Shirley had gotten to know many women activists over the years, and she brought in some of them to help start the magazine. She indefatigably rounded up investors—an arduous and painstaking task—with the help of her willing husband, who worked for IBM. Faith was brought in to be part of the magazine because of her calmly pleasing speaking style, as well as her ability to listen and her willingness to work. But probably also because of that indescribable thing about Faith—how you didn’t really know her, but you just wanted to be around her.
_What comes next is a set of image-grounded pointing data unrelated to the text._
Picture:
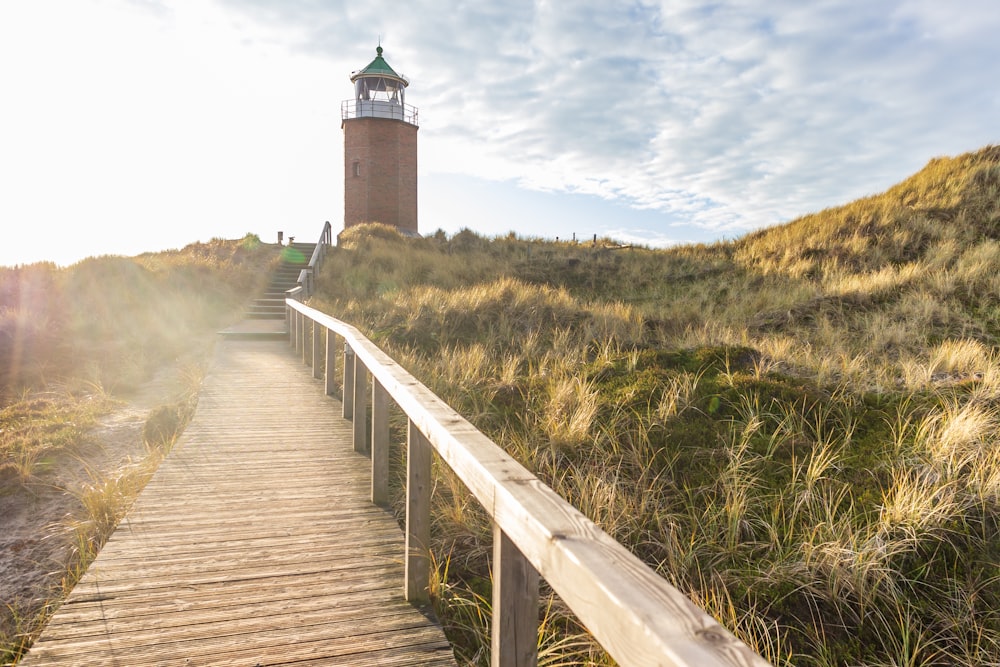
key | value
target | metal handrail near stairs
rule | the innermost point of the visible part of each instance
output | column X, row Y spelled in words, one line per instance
column 637, row 616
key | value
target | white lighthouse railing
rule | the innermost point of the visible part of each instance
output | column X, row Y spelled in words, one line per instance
column 378, row 109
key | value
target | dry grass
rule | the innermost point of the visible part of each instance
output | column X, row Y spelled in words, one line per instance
column 73, row 339
column 798, row 429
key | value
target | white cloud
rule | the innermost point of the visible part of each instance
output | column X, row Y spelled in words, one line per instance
column 731, row 114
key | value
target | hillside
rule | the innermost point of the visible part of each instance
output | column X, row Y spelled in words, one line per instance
column 99, row 369
column 798, row 428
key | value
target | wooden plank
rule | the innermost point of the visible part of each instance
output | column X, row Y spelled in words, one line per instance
column 254, row 543
column 418, row 514
column 317, row 353
column 360, row 405
column 637, row 616
column 348, row 384
column 515, row 606
column 380, row 444
column 331, row 363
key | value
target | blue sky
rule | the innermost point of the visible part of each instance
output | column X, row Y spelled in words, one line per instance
column 134, row 125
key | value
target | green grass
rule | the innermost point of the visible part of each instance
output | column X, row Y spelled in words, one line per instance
column 798, row 429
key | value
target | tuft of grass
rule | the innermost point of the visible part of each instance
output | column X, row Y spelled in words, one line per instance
column 798, row 429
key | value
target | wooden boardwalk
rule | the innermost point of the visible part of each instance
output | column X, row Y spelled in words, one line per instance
column 254, row 543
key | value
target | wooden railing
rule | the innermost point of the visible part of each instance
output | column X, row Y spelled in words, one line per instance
column 307, row 276
column 634, row 613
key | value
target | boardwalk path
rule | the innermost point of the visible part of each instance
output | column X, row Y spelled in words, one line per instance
column 254, row 543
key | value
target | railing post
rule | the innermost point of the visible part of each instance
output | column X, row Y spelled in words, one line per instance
column 305, row 336
column 298, row 331
column 418, row 514
column 317, row 353
column 515, row 606
column 360, row 405
column 348, row 397
column 380, row 444
column 331, row 362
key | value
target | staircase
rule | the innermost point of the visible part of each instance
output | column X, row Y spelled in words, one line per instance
column 265, row 317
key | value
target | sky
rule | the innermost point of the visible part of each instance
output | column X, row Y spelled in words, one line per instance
column 139, row 125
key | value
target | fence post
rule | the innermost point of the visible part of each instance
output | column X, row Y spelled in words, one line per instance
column 297, row 316
column 305, row 348
column 331, row 362
column 380, row 444
column 360, row 404
column 317, row 340
column 515, row 606
column 418, row 514
column 348, row 397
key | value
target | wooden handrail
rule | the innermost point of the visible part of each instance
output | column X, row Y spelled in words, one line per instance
column 637, row 616
column 307, row 276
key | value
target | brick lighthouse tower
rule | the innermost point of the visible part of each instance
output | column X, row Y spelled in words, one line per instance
column 380, row 149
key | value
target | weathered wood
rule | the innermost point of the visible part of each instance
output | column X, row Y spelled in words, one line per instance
column 418, row 515
column 360, row 405
column 637, row 616
column 306, row 325
column 380, row 444
column 515, row 606
column 348, row 384
column 331, row 363
column 254, row 543
column 317, row 353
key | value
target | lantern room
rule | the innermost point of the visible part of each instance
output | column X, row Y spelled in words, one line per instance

The early days of Bloomer included wild-eyed all-nighters at the Houston Street offices, reached by the ominously slow and constantly breaking elevator, which had been inspected many times over by one Milton Santiago, who had signed off on its functionality again and again in the same familiar, slanted hand. “Milton Santiago, you are a disgrace to the elevator inspection industry,” the women said. “Milton Santiago, if you were Millie Santiago, this shit would get done!” They laughed and worked in the open space with the tall, dusty windows, secure in their mission, as well as in the inevitability of their plans and ideas. Frustration and rage at the injustice that women experienced all over America and the world lived side by side with bake-sale optimism about everything that could be done to wipe it out.
“I’ll be your Sherpa,” Faith had once told a cluster of other editors and young assistants as she led them down five flights of stairs in darkness after a late-night closing, the elevator once again predictably broken. “Come on, everyone!” she called, flicking open a Zippo lighter. That night the flame gave the women’s faces in those close quarters the stuttering light-and-dark appearance of people in a Flemish painting, all eye-gleam and contrapuntal shadow and rose cheek and curved hand—if, in fact, the Flemish artists had ever painted groups of women together without men.